Dr. Cheifetz, former clinical director of the Royal Ottawa Hospital, says. They're often nihilistic, he
says. "They're philosophers. They ruminate and they ruminate with melancholy."
One of the hallmarks of depression in children is sadness and lack of joy, though some children may be more
irritable than sad, says Dr. Milin, of the Children's Mental Health Centre. Other symptoms include poor
concentration, decreased energy, and social withdrawal.
A family history of depression can be a risk factor. Children of depressed parents face a 15- to 45-per-cent
risk of becoming depressed themselves at some point in life. But genetics alone doesn't explain it. Conflict
between parents, a sickness or death of a close family member all can leave a child feeling vulnerable. So
can problems at school, or problems socializing with other children. The child's whole functioning "kind of
deteriorates," Dr. Milin says.
"Can it all be explained by one factor? Probably not," he says. But he says "western society and the stress
we place on what you have to do now, family changes and the way families are structured" can all contribute
to childhood depression.
Dr. Milin says most children don't fully grasp the meaning of death and dying until about age eight, so at
11, "they're really not that far down the line."
Children can express when things aren't going well, even throw a temper tantrum and say, "I'm going to kill
myself." But an outburst like that is fleeting, a momentary impulsive act for a child to get his or her own
way. It differs from the child who turns to his mother or father at the dinner table and says, " 'My life is
terrible, I'm feeling unbelievably bad, l don't know what to do,' " Dr. Milin says.
When a child of 11 or 12 becomes seriously suicidal, "there's been something going on for a long time in
that child, something that has made this child despairing that people have not known about, that has not
been communicated," Dr. Cheifetz adds. "You sometimes have to ask about (suicidal thinking). You sometimes
have to really pursue it. Sometimes it's the only way."
But Dr. Cheifetz is troubled by what he says is a common experience for depressed youth. "Somebody sees
them, and then both they and their therapist lose interest. Because they put away that problem. It's not
there any more." But while some studies have found that many depressive episodes in adolescents will
spontaneously remit, the risk of recurrence is substantial. "If you have one episode that's even brief,
there's a higher chance that you will get another one later on," Dr. Milin says.
Doctors are increasingly prescribing anti-depressants to teens and pre-teens. According to reports, more
than half a million children under 18 in the U.S. are now taking an antidepressant. Questions are being
raised about whether we're overmedicating children with drugs like Prozac and its newer cousins for
conditions that aren't bona fide clinical depression.

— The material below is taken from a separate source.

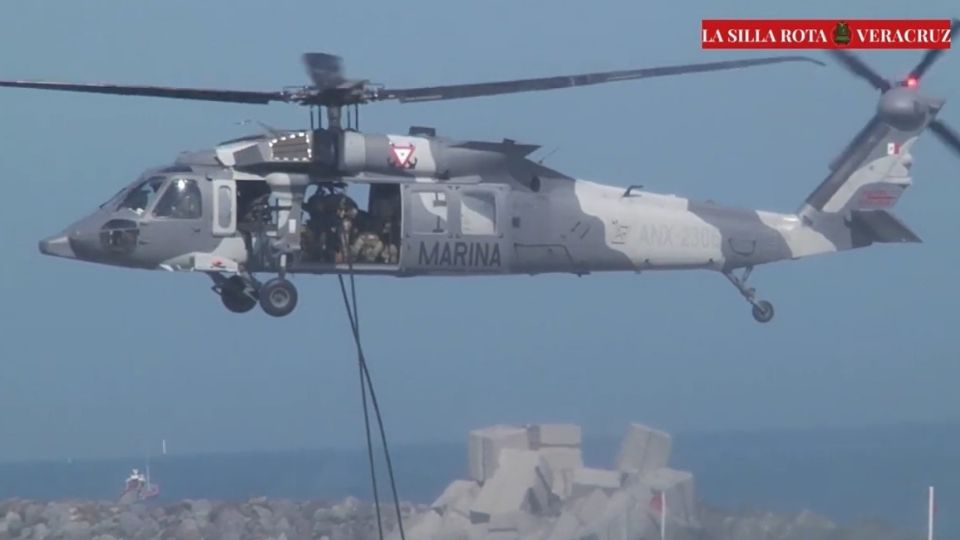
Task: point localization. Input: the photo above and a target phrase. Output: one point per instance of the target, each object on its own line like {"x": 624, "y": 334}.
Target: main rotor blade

But Dr. Milin will report at a conference on pediatric
health in Ottawa this week that a study has found a "statistically significant improvement" in children and
teens taking fluoxetine -- the generic version of Prozac -- for major depression.

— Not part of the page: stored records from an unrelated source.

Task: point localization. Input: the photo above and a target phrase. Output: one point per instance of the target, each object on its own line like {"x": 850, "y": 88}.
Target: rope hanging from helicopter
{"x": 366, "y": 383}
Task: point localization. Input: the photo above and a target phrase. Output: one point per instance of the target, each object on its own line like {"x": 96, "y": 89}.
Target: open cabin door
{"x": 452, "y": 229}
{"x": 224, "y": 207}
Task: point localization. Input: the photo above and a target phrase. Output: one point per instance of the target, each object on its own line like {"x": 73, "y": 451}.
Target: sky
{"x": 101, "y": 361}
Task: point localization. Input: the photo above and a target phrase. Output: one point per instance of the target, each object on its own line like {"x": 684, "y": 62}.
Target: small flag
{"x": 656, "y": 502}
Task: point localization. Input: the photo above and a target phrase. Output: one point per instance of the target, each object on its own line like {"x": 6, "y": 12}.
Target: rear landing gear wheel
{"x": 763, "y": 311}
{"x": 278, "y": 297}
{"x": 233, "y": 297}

Parents who suspects a child is depressed should contact their family doctor or pediatrician, as well as the
school or school counsellor, unless it's an acute situation, and in that case the child should be taken to a
hospital emergency room.
Parents and children need to recognize that depression is like any other illness, Dr. Cheifetz says. "It can
occur in anybody, and it should be treated as a serious thing, not 'Pull up your socks, you'll get over
this.' "
"The trouble is that people feel ashamed," he says. Suicide "often splits the family up. The turbulence is
terrible, it's considerable and it goes on for a long time. "It's a tragedy because you lose a life and it
has a ripple effect on everybody around them."